Fix FRST pomyślnie wykonany. Pokaż zrzut ekranu z tego miejsca. Skrypt FRST automatycznie zabija procesy głównych przeglądarek (i to bez użycia komendy CloseProcesses:). To jest zaplanowane przez autora działanie, którego nie da się zmanipulować. W tym obszarze nic nie było grzebane. Na pewno problem występuje po restarcie systemu?

Całość wygląda jak czynne "przetwarzanie polityk", pomimo iż nie są one ustawione. W tych folderach nie ma nic wyraźnego, tylko inicjujące gpt.ini i pusty registry.pol.
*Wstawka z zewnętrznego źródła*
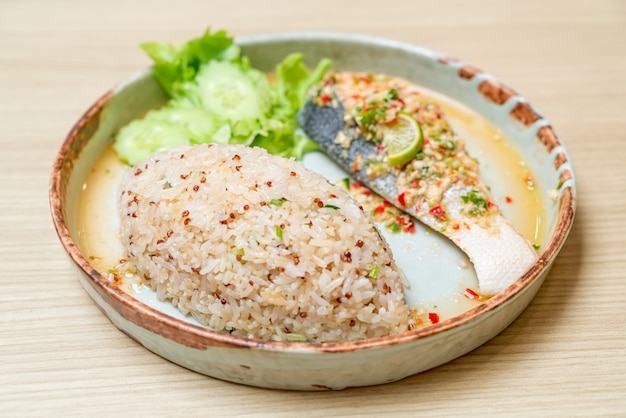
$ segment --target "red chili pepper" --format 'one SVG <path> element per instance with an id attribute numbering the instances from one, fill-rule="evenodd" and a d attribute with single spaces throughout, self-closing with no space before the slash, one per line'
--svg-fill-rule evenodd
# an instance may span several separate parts
<path id="1" fill-rule="evenodd" d="M 475 299 L 479 299 L 480 298 L 480 295 L 478 293 L 474 292 L 469 287 L 467 289 L 465 289 L 465 292 L 463 292 L 463 296 L 465 296 L 466 298 L 468 298 L 470 300 L 475 300 Z"/>
<path id="2" fill-rule="evenodd" d="M 406 207 L 405 193 L 402 192 L 398 195 L 398 202 L 402 205 L 402 207 Z"/>
<path id="3" fill-rule="evenodd" d="M 380 215 L 380 214 L 382 214 L 382 213 L 384 213 L 384 212 L 385 212 L 385 208 L 387 207 L 387 205 L 385 205 L 385 202 L 386 202 L 386 200 L 383 200 L 383 202 L 382 202 L 380 205 L 376 206 L 376 208 L 374 209 L 374 211 L 375 211 L 377 214 L 379 214 L 379 215 Z"/>
<path id="4" fill-rule="evenodd" d="M 326 94 L 326 93 L 324 93 L 324 94 L 322 94 L 320 96 L 320 102 L 322 102 L 322 103 L 330 103 L 331 100 L 332 100 L 332 98 L 328 94 Z"/>
<path id="5" fill-rule="evenodd" d="M 429 312 L 428 320 L 431 324 L 436 324 L 437 322 L 439 322 L 439 314 L 437 312 Z"/>
<path id="6" fill-rule="evenodd" d="M 431 215 L 433 215 L 435 218 L 440 219 L 440 220 L 445 218 L 446 216 L 441 205 L 433 206 L 432 208 L 430 208 L 428 212 L 430 212 Z"/>

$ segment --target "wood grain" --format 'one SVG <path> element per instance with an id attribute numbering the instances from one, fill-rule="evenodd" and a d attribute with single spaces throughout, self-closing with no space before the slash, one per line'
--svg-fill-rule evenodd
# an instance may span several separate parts
<path id="1" fill-rule="evenodd" d="M 449 364 L 332 393 L 210 379 L 111 325 L 53 230 L 52 162 L 83 111 L 148 64 L 138 43 L 207 26 L 396 38 L 525 95 L 567 146 L 578 188 L 574 228 L 530 307 Z M 0 1 L 0 415 L 626 415 L 625 74 L 621 0 Z"/>

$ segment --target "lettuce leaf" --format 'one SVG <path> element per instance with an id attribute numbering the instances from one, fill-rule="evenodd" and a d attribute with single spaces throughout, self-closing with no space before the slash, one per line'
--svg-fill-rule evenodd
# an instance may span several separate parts
<path id="1" fill-rule="evenodd" d="M 310 71 L 303 54 L 290 54 L 276 65 L 271 83 L 223 30 L 207 30 L 178 47 L 163 42 L 141 47 L 171 99 L 119 131 L 114 149 L 127 163 L 173 145 L 208 142 L 259 146 L 296 159 L 317 149 L 299 129 L 297 115 L 330 60 Z"/>

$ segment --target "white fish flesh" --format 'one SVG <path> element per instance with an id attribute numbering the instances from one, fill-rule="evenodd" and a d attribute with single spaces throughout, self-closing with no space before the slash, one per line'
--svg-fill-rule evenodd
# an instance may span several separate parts
<path id="1" fill-rule="evenodd" d="M 379 128 L 392 125 L 400 112 L 418 122 L 424 144 L 413 160 L 391 167 Z M 506 289 L 537 259 L 493 203 L 463 140 L 411 83 L 383 74 L 331 73 L 312 89 L 299 123 L 354 180 L 461 248 L 483 295 Z"/>

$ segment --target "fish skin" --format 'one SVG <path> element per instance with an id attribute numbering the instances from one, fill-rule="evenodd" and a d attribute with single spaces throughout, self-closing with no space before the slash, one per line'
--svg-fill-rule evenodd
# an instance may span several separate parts
<path id="1" fill-rule="evenodd" d="M 444 192 L 441 201 L 446 207 L 448 219 L 463 225 L 462 228 L 455 230 L 443 228 L 444 222 L 419 205 L 403 207 L 397 198 L 395 175 L 387 174 L 371 179 L 363 164 L 354 170 L 358 155 L 362 156 L 363 161 L 367 161 L 368 157 L 376 155 L 378 151 L 376 145 L 361 136 L 352 139 L 347 149 L 337 143 L 336 138 L 340 131 L 356 129 L 346 127 L 344 114 L 345 109 L 340 102 L 336 106 L 318 106 L 309 100 L 303 106 L 298 121 L 304 132 L 354 180 L 364 184 L 403 212 L 441 232 L 465 252 L 474 265 L 480 293 L 486 296 L 500 293 L 535 262 L 536 251 L 501 213 L 492 215 L 488 227 L 475 217 L 461 213 L 463 207 L 461 196 L 470 190 L 468 186 L 450 187 Z"/>

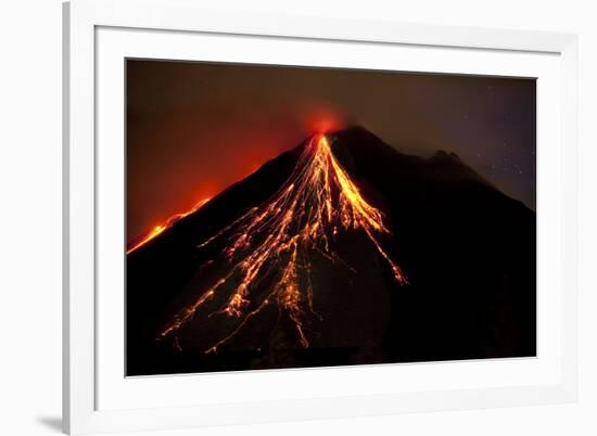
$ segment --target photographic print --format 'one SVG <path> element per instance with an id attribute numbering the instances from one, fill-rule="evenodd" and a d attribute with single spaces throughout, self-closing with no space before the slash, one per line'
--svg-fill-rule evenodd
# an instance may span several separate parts
<path id="1" fill-rule="evenodd" d="M 126 375 L 536 356 L 536 81 L 126 61 Z"/>

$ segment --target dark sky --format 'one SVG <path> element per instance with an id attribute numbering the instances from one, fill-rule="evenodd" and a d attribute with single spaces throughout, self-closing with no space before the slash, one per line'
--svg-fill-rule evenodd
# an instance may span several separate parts
<path id="1" fill-rule="evenodd" d="M 129 60 L 127 240 L 347 124 L 535 208 L 534 79 Z"/>

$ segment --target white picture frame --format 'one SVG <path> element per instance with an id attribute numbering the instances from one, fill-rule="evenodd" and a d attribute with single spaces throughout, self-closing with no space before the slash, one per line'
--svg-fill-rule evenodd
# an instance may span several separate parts
<path id="1" fill-rule="evenodd" d="M 120 309 L 115 308 L 114 313 L 111 313 L 110 305 L 118 299 L 118 295 L 120 302 L 124 298 L 120 288 L 113 286 L 111 295 L 116 296 L 116 299 L 110 299 L 104 296 L 103 291 L 99 291 L 98 285 L 99 282 L 119 280 L 114 274 L 112 278 L 102 275 L 98 280 L 105 272 L 98 272 L 97 268 L 98 259 L 102 256 L 101 251 L 98 251 L 101 245 L 98 244 L 98 239 L 105 235 L 105 232 L 98 233 L 99 226 L 104 226 L 98 208 L 101 200 L 98 185 L 104 183 L 101 175 L 107 170 L 100 167 L 98 162 L 122 154 L 119 146 L 124 136 L 119 131 L 122 126 L 118 125 L 117 116 L 113 121 L 110 117 L 101 117 L 101 129 L 105 129 L 101 130 L 98 128 L 99 115 L 112 113 L 112 108 L 118 107 L 122 102 L 122 94 L 116 95 L 115 90 L 118 86 L 124 86 L 119 81 L 118 60 L 131 55 L 132 52 L 127 50 L 145 57 L 189 59 L 193 48 L 198 47 L 196 43 L 209 42 L 219 37 L 236 38 L 239 42 L 253 38 L 261 41 L 258 43 L 266 44 L 267 41 L 275 41 L 271 47 L 255 46 L 266 55 L 268 48 L 275 50 L 275 46 L 283 48 L 284 44 L 298 47 L 302 43 L 312 43 L 325 48 L 326 43 L 333 42 L 338 47 L 366 47 L 367 52 L 373 54 L 368 60 L 363 51 L 364 55 L 359 57 L 363 65 L 377 59 L 374 53 L 378 48 L 405 49 L 414 53 L 412 65 L 422 65 L 414 66 L 416 70 L 434 70 L 432 64 L 424 64 L 432 51 L 434 62 L 448 63 L 445 64 L 448 66 L 441 69 L 443 72 L 528 76 L 533 75 L 534 68 L 541 69 L 542 73 L 537 76 L 539 87 L 543 84 L 545 86 L 537 99 L 537 111 L 543 114 L 537 119 L 542 129 L 555 129 L 549 130 L 549 133 L 554 132 L 552 136 L 548 136 L 547 130 L 539 131 L 537 136 L 537 154 L 546 156 L 537 163 L 537 191 L 539 194 L 542 190 L 554 193 L 543 203 L 541 195 L 537 200 L 538 217 L 550 217 L 548 222 L 539 226 L 538 231 L 538 256 L 542 259 L 541 256 L 545 255 L 545 268 L 542 269 L 539 265 L 537 286 L 547 288 L 545 281 L 542 281 L 542 271 L 547 268 L 557 279 L 549 284 L 549 293 L 545 294 L 545 298 L 539 293 L 537 305 L 538 318 L 551 329 L 549 335 L 552 343 L 543 348 L 545 352 L 539 352 L 533 361 L 503 362 L 497 359 L 374 366 L 376 368 L 360 367 L 352 370 L 241 372 L 228 379 L 173 376 L 127 381 L 124 373 L 110 370 L 114 366 L 117 368 L 122 361 L 122 344 L 116 342 L 116 345 L 106 345 L 105 338 L 124 335 L 124 332 L 118 322 L 112 330 L 106 328 L 102 317 L 114 318 Z M 144 38 L 151 38 L 151 43 Z M 175 51 L 173 38 L 177 41 Z M 251 51 L 247 46 L 243 55 L 253 60 L 257 49 Z M 427 57 L 417 54 L 425 50 Z M 289 52 L 281 50 L 284 51 Z M 325 52 L 323 49 L 319 51 Z M 247 15 L 202 10 L 192 0 L 75 0 L 64 4 L 64 53 L 63 425 L 66 433 L 174 429 L 411 411 L 543 405 L 576 399 L 575 35 Z M 224 51 L 223 53 L 223 60 L 226 60 L 227 54 Z M 449 55 L 443 56 L 442 53 Z M 107 57 L 103 57 L 104 54 Z M 285 57 L 276 57 L 271 62 L 307 62 L 301 61 L 292 51 L 282 54 Z M 467 61 L 469 55 L 477 57 Z M 483 59 L 487 62 L 472 69 L 473 62 L 479 64 L 479 56 L 485 56 Z M 405 57 L 408 57 L 406 52 Z M 444 61 L 442 57 L 445 57 Z M 508 57 L 512 59 L 508 61 Z M 535 57 L 546 61 L 537 61 L 538 66 L 535 66 Z M 338 57 L 336 62 L 340 65 L 342 60 Z M 501 64 L 510 66 L 500 67 Z M 115 72 L 114 77 L 111 72 Z M 545 99 L 542 95 L 546 95 Z M 552 107 L 544 111 L 542 104 L 547 105 L 548 102 L 554 103 Z M 100 130 L 102 134 L 99 134 Z M 109 145 L 105 145 L 106 141 L 110 141 Z M 539 143 L 543 145 L 538 146 Z M 110 153 L 105 154 L 104 151 Z M 122 185 L 115 184 L 112 188 L 122 189 Z M 551 234 L 552 241 L 542 239 L 542 234 Z M 117 305 L 117 302 L 114 304 Z M 542 325 L 539 323 L 538 334 L 545 336 L 546 331 L 542 331 Z M 106 347 L 113 347 L 114 350 Z M 458 376 L 463 373 L 472 375 L 469 379 Z M 531 373 L 537 376 L 530 376 Z M 474 381 L 473 376 L 479 380 Z M 494 380 L 487 384 L 484 381 L 488 376 Z M 403 380 L 401 388 L 391 383 L 371 383 L 372 386 L 366 383 L 382 381 L 383 377 Z M 420 382 L 423 379 L 428 381 L 427 384 Z M 444 383 L 446 379 L 449 379 L 449 383 Z M 251 390 L 254 389 L 253 385 L 277 386 L 289 380 L 294 380 L 294 387 L 290 392 L 282 394 L 280 389 L 264 388 L 258 396 L 251 394 L 255 392 Z M 343 387 L 347 380 L 352 380 L 356 387 Z M 241 389 L 246 389 L 245 395 L 241 393 L 229 398 L 226 386 L 230 383 L 240 383 Z M 166 393 L 185 389 L 185 385 L 202 384 L 206 386 L 203 390 L 207 393 L 221 385 L 224 395 L 221 392 L 215 395 L 214 392 L 209 398 L 202 401 L 198 399 L 196 402 L 192 398 L 193 390 L 181 395 L 178 402 L 158 402 L 148 398 L 148 392 L 155 393 L 155 397 L 169 398 Z M 381 385 L 385 386 L 382 388 Z"/>

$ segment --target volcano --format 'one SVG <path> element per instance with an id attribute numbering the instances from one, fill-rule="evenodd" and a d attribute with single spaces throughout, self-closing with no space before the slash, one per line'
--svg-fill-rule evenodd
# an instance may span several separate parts
<path id="1" fill-rule="evenodd" d="M 315 134 L 127 253 L 127 375 L 535 356 L 535 213 L 452 153 Z"/>

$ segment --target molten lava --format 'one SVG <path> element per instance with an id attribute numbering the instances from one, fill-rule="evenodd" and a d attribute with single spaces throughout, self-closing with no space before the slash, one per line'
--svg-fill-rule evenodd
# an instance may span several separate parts
<path id="1" fill-rule="evenodd" d="M 333 156 L 328 138 L 317 134 L 306 144 L 294 171 L 276 194 L 199 245 L 202 248 L 215 240 L 224 240 L 223 254 L 230 267 L 181 310 L 160 337 L 173 335 L 178 344 L 178 330 L 202 305 L 221 293 L 227 303 L 218 312 L 239 321 L 206 352 L 216 351 L 269 305 L 276 305 L 280 313 L 288 316 L 297 342 L 308 347 L 304 318 L 306 312 L 315 313 L 310 259 L 317 252 L 330 261 L 339 261 L 331 242 L 342 231 L 364 232 L 392 269 L 395 280 L 406 283 L 401 268 L 381 245 L 380 238 L 390 234 L 381 211 L 363 197 Z M 274 284 L 265 296 L 255 295 L 259 283 L 270 278 Z"/>
<path id="2" fill-rule="evenodd" d="M 150 242 L 151 240 L 153 240 L 155 236 L 157 236 L 158 234 L 161 234 L 164 230 L 166 229 L 169 229 L 170 227 L 174 226 L 174 223 L 176 221 L 178 221 L 179 219 L 182 219 L 185 218 L 186 216 L 188 215 L 191 215 L 193 211 L 196 211 L 199 210 L 201 207 L 203 207 L 203 205 L 205 203 L 207 203 L 211 198 L 203 198 L 201 202 L 196 203 L 192 209 L 190 210 L 187 210 L 187 211 L 183 211 L 181 214 L 176 214 L 176 215 L 173 215 L 172 217 L 169 217 L 166 222 L 164 222 L 163 225 L 158 225 L 158 226 L 155 226 L 151 232 L 149 232 L 148 234 L 145 234 L 143 238 L 141 238 L 140 241 L 138 241 L 137 243 L 132 244 L 126 252 L 126 254 L 130 254 L 132 252 L 135 252 L 136 249 L 138 248 L 141 248 L 143 245 L 145 245 L 148 242 Z"/>

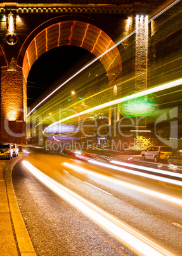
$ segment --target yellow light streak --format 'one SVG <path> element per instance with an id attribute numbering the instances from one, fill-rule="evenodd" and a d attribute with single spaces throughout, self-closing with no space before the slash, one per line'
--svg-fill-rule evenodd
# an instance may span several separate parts
<path id="1" fill-rule="evenodd" d="M 74 29 L 75 24 L 75 22 L 74 20 L 73 25 L 71 27 L 71 31 L 70 31 L 71 34 L 70 34 L 70 38 L 69 38 L 69 41 L 69 41 L 69 43 L 68 43 L 68 45 L 70 45 L 70 44 L 71 44 L 71 38 L 72 38 L 72 35 L 73 35 L 73 29 Z"/>
<path id="2" fill-rule="evenodd" d="M 93 163 L 93 164 L 98 164 L 98 163 L 99 162 L 94 161 L 94 160 L 89 160 L 89 162 L 91 162 L 91 163 Z M 102 166 L 105 166 L 103 163 L 101 163 L 101 164 L 103 164 Z M 142 193 L 146 194 L 147 195 L 152 196 L 159 198 L 160 199 L 167 201 L 172 203 L 175 203 L 175 204 L 179 204 L 180 206 L 182 205 L 182 199 L 176 198 L 176 197 L 174 197 L 171 196 L 165 195 L 164 194 L 159 193 L 159 192 L 155 192 L 155 191 L 150 190 L 147 189 L 147 188 L 142 188 L 141 187 L 136 186 L 136 185 L 133 185 L 133 184 L 130 184 L 130 183 L 126 183 L 126 182 L 124 182 L 124 181 L 122 181 L 121 180 L 117 180 L 117 179 L 115 179 L 114 178 L 110 178 L 110 177 L 109 177 L 108 176 L 106 176 L 106 175 L 94 173 L 93 171 L 89 171 L 89 170 L 88 170 L 86 169 L 82 168 L 82 167 L 76 166 L 75 165 L 68 164 L 67 162 L 62 163 L 62 165 L 65 166 L 67 166 L 67 167 L 69 167 L 70 169 L 74 169 L 75 171 L 81 172 L 81 173 L 86 173 L 87 174 L 94 176 L 96 178 L 98 178 L 100 179 L 105 180 L 107 181 L 112 182 L 112 183 L 114 183 L 115 184 L 127 187 L 128 188 L 131 188 L 133 190 L 138 191 L 140 192 L 142 192 Z M 118 168 L 119 168 L 119 167 L 118 167 Z M 113 169 L 115 169 L 115 168 L 113 168 Z M 141 173 L 140 173 L 140 174 L 141 174 Z"/>
<path id="3" fill-rule="evenodd" d="M 106 49 L 105 49 L 105 52 L 107 52 L 107 50 L 108 49 L 108 48 L 109 48 L 109 46 L 110 46 L 110 45 L 111 44 L 111 43 L 112 43 L 112 40 L 110 40 L 110 41 L 109 42 L 109 44 L 107 45 L 107 46 L 106 47 Z M 102 58 L 103 57 L 103 55 L 100 58 L 100 60 L 101 61 L 101 59 L 102 59 Z"/>
<path id="4" fill-rule="evenodd" d="M 37 48 L 36 38 L 34 38 L 34 43 L 35 43 L 35 48 L 36 48 L 36 59 L 38 59 L 38 55 L 37 55 Z"/>
<path id="5" fill-rule="evenodd" d="M 41 180 L 46 186 L 139 255 L 173 255 L 134 229 L 55 181 L 29 162 L 23 160 L 23 164 L 36 178 Z"/>
<path id="6" fill-rule="evenodd" d="M 89 112 L 91 112 L 91 111 L 98 110 L 100 110 L 101 108 L 107 108 L 108 106 L 112 106 L 112 105 L 115 105 L 115 104 L 117 104 L 119 103 L 123 103 L 123 102 L 129 101 L 130 99 L 135 99 L 135 98 L 137 98 L 137 97 L 141 97 L 141 96 L 145 96 L 145 95 L 147 95 L 147 94 L 152 94 L 152 93 L 157 92 L 160 92 L 161 90 L 166 90 L 166 89 L 171 89 L 171 88 L 175 87 L 176 86 L 181 85 L 181 84 L 182 84 L 182 78 L 178 79 L 177 80 L 172 81 L 172 82 L 169 82 L 169 83 L 165 83 L 165 84 L 162 85 L 157 86 L 156 87 L 151 88 L 150 89 L 147 89 L 147 90 L 143 90 L 142 92 L 138 92 L 136 94 L 134 94 L 128 96 L 127 97 L 124 97 L 121 98 L 121 99 L 115 99 L 114 101 L 110 101 L 110 102 L 108 102 L 108 103 L 106 103 L 101 104 L 96 106 L 95 107 L 91 108 L 89 108 L 88 110 L 84 110 L 84 111 L 83 111 L 82 112 L 72 115 L 71 115 L 70 117 L 66 117 L 66 118 L 65 118 L 63 119 L 62 119 L 62 120 L 59 120 L 59 121 L 55 122 L 55 123 L 51 124 L 47 128 L 46 128 L 43 131 L 43 132 L 45 132 L 46 131 L 46 129 L 48 129 L 49 127 L 52 127 L 53 125 L 55 125 L 56 124 L 61 124 L 63 122 L 67 121 L 67 120 L 69 120 L 69 119 L 72 119 L 72 118 L 73 118 L 74 117 L 78 117 L 80 115 L 87 114 L 87 113 L 88 113 Z"/>
<path id="7" fill-rule="evenodd" d="M 149 167 L 145 167 L 145 166 L 137 166 L 136 164 L 127 164 L 127 163 L 124 162 L 112 160 L 112 161 L 110 161 L 110 162 L 112 164 L 119 164 L 120 166 L 131 167 L 131 168 L 137 168 L 137 169 L 140 169 L 140 170 L 148 171 L 151 171 L 152 173 L 155 173 L 157 174 L 160 173 L 162 174 L 165 174 L 165 175 L 168 175 L 168 176 L 173 176 L 173 177 L 178 177 L 178 178 L 182 178 L 181 173 L 172 173 L 171 171 L 159 170 L 159 169 L 150 168 Z M 182 181 L 181 181 L 181 185 L 182 185 Z"/>
<path id="8" fill-rule="evenodd" d="M 152 20 L 153 20 L 155 18 L 156 18 L 157 17 L 158 17 L 159 16 L 160 16 L 161 14 L 162 14 L 164 12 L 165 12 L 166 11 L 167 11 L 168 9 L 169 9 L 171 7 L 173 6 L 174 4 L 176 4 L 177 3 L 179 2 L 181 0 L 176 0 L 176 1 L 174 1 L 174 3 L 172 3 L 171 4 L 169 4 L 168 6 L 167 6 L 166 8 L 164 8 L 162 11 L 161 11 L 160 12 L 159 12 L 158 14 L 157 14 L 156 15 L 155 15 L 153 18 L 150 18 L 148 21 L 148 24 L 151 22 Z M 86 35 L 85 33 L 85 35 Z M 118 43 L 117 43 L 116 44 L 115 44 L 113 46 L 112 46 L 110 48 L 108 49 L 107 50 L 106 50 L 105 52 L 104 52 L 102 54 L 101 54 L 100 56 L 98 56 L 98 57 L 96 57 L 96 59 L 94 59 L 93 61 L 91 61 L 91 62 L 89 62 L 88 64 L 87 64 L 86 66 L 85 66 L 84 68 L 82 68 L 82 69 L 81 69 L 79 71 L 77 71 L 77 73 L 75 73 L 73 76 L 72 76 L 71 77 L 70 77 L 67 80 L 66 80 L 65 82 L 63 82 L 62 85 L 60 85 L 60 86 L 58 86 L 55 90 L 54 90 L 52 92 L 51 92 L 49 95 L 48 95 L 48 96 L 46 96 L 44 99 L 42 99 L 42 101 L 41 101 L 39 103 L 38 103 L 27 115 L 26 117 L 28 117 L 31 113 L 32 113 L 34 111 L 34 110 L 35 110 L 39 106 L 40 106 L 42 103 L 43 103 L 45 101 L 46 101 L 46 99 L 48 99 L 49 97 L 51 97 L 53 94 L 55 94 L 55 92 L 56 92 L 58 90 L 59 90 L 61 87 L 62 87 L 63 85 L 65 85 L 66 83 L 67 83 L 69 81 L 70 81 L 72 78 L 74 78 L 74 77 L 75 77 L 78 74 L 79 74 L 80 73 L 81 73 L 83 70 L 86 69 L 88 67 L 90 66 L 91 65 L 92 65 L 93 63 L 94 63 L 96 60 L 99 60 L 100 59 L 101 59 L 103 55 L 105 55 L 106 53 L 107 53 L 108 52 L 109 52 L 110 51 L 111 51 L 112 49 L 114 49 L 115 47 L 119 45 L 120 45 L 120 43 L 122 43 L 123 41 L 124 41 L 125 40 L 126 40 L 127 38 L 129 38 L 130 36 L 131 36 L 132 35 L 133 35 L 134 34 L 136 33 L 136 30 L 133 31 L 131 33 L 129 34 L 127 36 L 126 36 L 124 38 L 123 38 L 122 39 L 120 40 Z M 84 39 L 83 39 L 84 40 Z M 82 41 L 83 43 L 83 41 Z M 81 45 L 81 46 L 82 45 L 82 43 Z"/>
<path id="9" fill-rule="evenodd" d="M 106 71 L 108 71 L 108 69 L 110 68 L 110 67 L 111 66 L 111 65 L 114 62 L 114 60 L 115 60 L 115 59 L 117 57 L 117 56 L 119 55 L 119 52 L 117 53 L 117 55 L 115 57 L 115 58 L 114 59 L 114 60 L 112 60 L 112 62 L 109 64 L 108 68 L 106 69 Z"/>
<path id="10" fill-rule="evenodd" d="M 59 23 L 59 37 L 58 37 L 58 46 L 60 46 L 60 38 L 61 38 L 61 22 Z"/>
<path id="11" fill-rule="evenodd" d="M 46 29 L 46 51 L 48 50 L 48 29 Z"/>
<path id="12" fill-rule="evenodd" d="M 99 38 L 100 37 L 101 33 L 101 30 L 100 31 L 99 35 L 98 36 L 97 39 L 96 40 L 96 42 L 95 42 L 95 43 L 94 43 L 94 45 L 93 46 L 93 48 L 92 50 L 91 50 L 91 53 L 93 53 L 94 50 L 94 48 L 95 48 L 95 46 L 96 46 L 96 44 L 98 43 L 98 40 Z"/>
<path id="13" fill-rule="evenodd" d="M 30 70 L 31 66 L 30 66 L 30 60 L 29 58 L 29 53 L 28 53 L 27 50 L 26 50 L 26 52 L 27 52 L 27 56 L 28 62 L 29 62 L 29 70 Z"/>
<path id="14" fill-rule="evenodd" d="M 84 39 L 85 39 L 85 38 L 86 38 L 86 36 L 87 31 L 88 30 L 88 28 L 89 28 L 89 24 L 88 23 L 87 28 L 86 29 L 85 34 L 84 34 L 84 36 L 83 37 L 83 39 L 82 39 L 82 44 L 81 44 L 81 47 L 82 47 L 82 45 L 83 45 Z"/>

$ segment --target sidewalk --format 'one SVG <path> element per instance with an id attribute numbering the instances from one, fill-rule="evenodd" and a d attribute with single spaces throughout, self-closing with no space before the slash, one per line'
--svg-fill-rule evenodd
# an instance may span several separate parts
<path id="1" fill-rule="evenodd" d="M 14 193 L 11 171 L 13 162 L 0 162 L 0 255 L 36 256 Z"/>

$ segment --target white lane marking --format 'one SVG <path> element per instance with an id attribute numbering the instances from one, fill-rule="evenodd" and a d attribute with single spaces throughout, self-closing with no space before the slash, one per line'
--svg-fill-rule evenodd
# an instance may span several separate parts
<path id="1" fill-rule="evenodd" d="M 63 170 L 65 173 L 70 174 L 67 171 Z"/>
<path id="2" fill-rule="evenodd" d="M 171 223 L 171 224 L 175 225 L 176 226 L 181 227 L 181 229 L 182 229 L 182 225 L 180 224 L 178 224 L 178 223 Z"/>
<path id="3" fill-rule="evenodd" d="M 102 191 L 102 192 L 105 192 L 105 193 L 106 193 L 106 194 L 108 194 L 108 195 L 112 195 L 112 194 L 108 193 L 108 192 L 106 192 L 106 191 L 105 191 L 105 190 L 103 190 L 102 189 L 101 189 L 101 188 L 98 188 L 97 187 L 95 187 L 95 186 L 94 186 L 94 185 L 92 185 L 92 184 L 90 184 L 90 183 L 88 183 L 88 182 L 86 182 L 86 181 L 83 181 L 83 182 L 84 182 L 85 183 L 87 183 L 87 184 L 89 185 L 90 186 L 94 187 L 95 188 L 99 189 L 100 190 L 101 190 L 101 191 Z"/>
Nasuwa się też pytanie czy komputer był migrowany z domeny. Zauważyłam, że w kluczach Group Policy masz dużo podkluczy SID nieistniejących w systemie kont, co wygląda jak cache jakiegoś poprzedniego układu. W tej sytuacji spróbuj zresetować stan lokalnych polityk (degradacja kluczy History, State, Status i wszystkich SID). Klucze State, Status i SID relatywny do konta Asus powinny się zregenerować od zera po restarcie. 1. Zaimportuj poprzedni FIX.REG. Nie resetuj komputera, to wdroży poniższy punkt. 2. Do Notatnika wklej: DeleteKey: HKLM\SOFTWARE\Microsoft\Windows\CurrentVersion\Group Policy\History\{35378EAC-683F-11D2-A89A-00C04FBBCFA2} DeleteKey: HKLM\SOFTWARE\Microsoft\Windows\CurrentVersion\Group Policy\History\{426031c0-0b47-4852-b0ca-ac3d37bfcb39} DeleteKey: HKLM\SOFTWARE\Microsoft\Windows\CurrentVersion\Group Policy\S-1-5-21-3268135465-591020038-312475966-1000 DeleteKey: HKLM\SOFTWARE\Microsoft\Windows\CurrentVersion\Group Policy\S-1-5-21-3268135465-591020038-312475966-1004 DeleteKey: HKLM\SOFTWARE\Microsoft\Windows\CurrentVersion\Group Policy\S-1-5-21-3268135465-591020038-312475966-1007 DeleteKey: HKLM\SOFTWARE\Microsoft\Windows\CurrentVersion\Group Policy\S-1-5-21-3268135465-591020038-312475966-1008 DeleteKey: HKLM\SOFTWARE\Microsoft\Windows\CurrentVersion\Group Policy\S-1-5-21-3268135465-591020038-312475966-1010 DeleteKey: HKLM\SOFTWARE\Microsoft\Windows\CurrentVersion\Group Policy\S-1-5-21-3268135465-591020038-312475966-1011 DeleteKey: HKLM\SOFTWARE\Microsoft\Windows\CurrentVersion\Group Policy\S-1-5-21-3268135465-591020038-312475966-1012 DeleteKey: HKLM\SOFTWARE\Microsoft\Windows\CurrentVersion\Group Policy\S-1-5-21-3268135465-591020038-312475966-500 DeleteKey: HKLM\SOFTWARE\Microsoft\Windows\CurrentVersion\Group Policy\State DeleteKey: HKLM\SOFTWARE\Microsoft\Windows\CurrentVersion\Group Policy\Status DeleteKey: HKCU\Software\Microsoft\Windows\CurrentVersion\Group Policy DeleteKey: HKCU\Software\Microsoft\Windows\CurrentVersion\Group Policy Editor C:\Windows\system32\GroupPolicy\Machine C:\Windows\system32\GroupPolicy\User C:\Windows\system32\GroupPolicy\gpt.ini C:\Windows\SysWOW64\GroupPolicy\gpt.ini Reboot: Zapisz jako fixlist.txt tam gdzie siedzi FRST, w FRST klik w Napraw (Fix), nastąpi restart. Przedstaw fixlog.txt i wypowiedz się czy zmiany UAC się utrzymały.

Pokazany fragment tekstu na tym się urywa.